Is the parenthesis fine? I really confuse myself on the substitutions and parenthesis. Is there a formal, easier technique to address such problems?

regards, darkie

Answer 1

Try Alligator Eggs!

Here are my steps, which I derived with the help of Alligator Eggs:

ADD 2 3
-> (λm n f x. m f (n f x)) (λf x.f(f(f x))) (λf x.f(f x))
->   (λn f x. (λf x.f(f(f x))) f (n f x))   (λf x.f(f x))
->     (λf x. (λf x.f(f(f x))) f ((λf x.f(f x)) f x)) 
->     (λf x.   (λx.f(f(f x)))   ((λf x.f(f x)) f x)) 
->     (λf x.       f(f(f(λf x.f(f x)) f x)))))
->     (λf x.       f(f(f  (λx.f(f x)) x)))))
->     (λf x.       f(f(f     (f(f x))  )))))

Answer 2

Is there a formal, easier technique to address such problems?

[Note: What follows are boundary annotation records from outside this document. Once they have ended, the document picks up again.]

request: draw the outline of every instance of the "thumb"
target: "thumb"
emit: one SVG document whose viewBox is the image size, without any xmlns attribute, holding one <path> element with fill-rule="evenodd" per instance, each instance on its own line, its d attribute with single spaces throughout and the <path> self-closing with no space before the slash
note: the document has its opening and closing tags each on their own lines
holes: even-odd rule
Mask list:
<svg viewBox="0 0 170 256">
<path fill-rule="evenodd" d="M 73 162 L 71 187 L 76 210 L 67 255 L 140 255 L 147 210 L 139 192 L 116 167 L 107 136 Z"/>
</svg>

It is much easier to write a reducer and prettyprinter for lambda terms than it is to do reductions by hand. But PLT Redex can give you a leg up on the reductions; try defining rules for normal-order reduction, and then all you have to do is worry about prettyprinting the results with no redundant parentheses.

You will probably learn a lot more, too.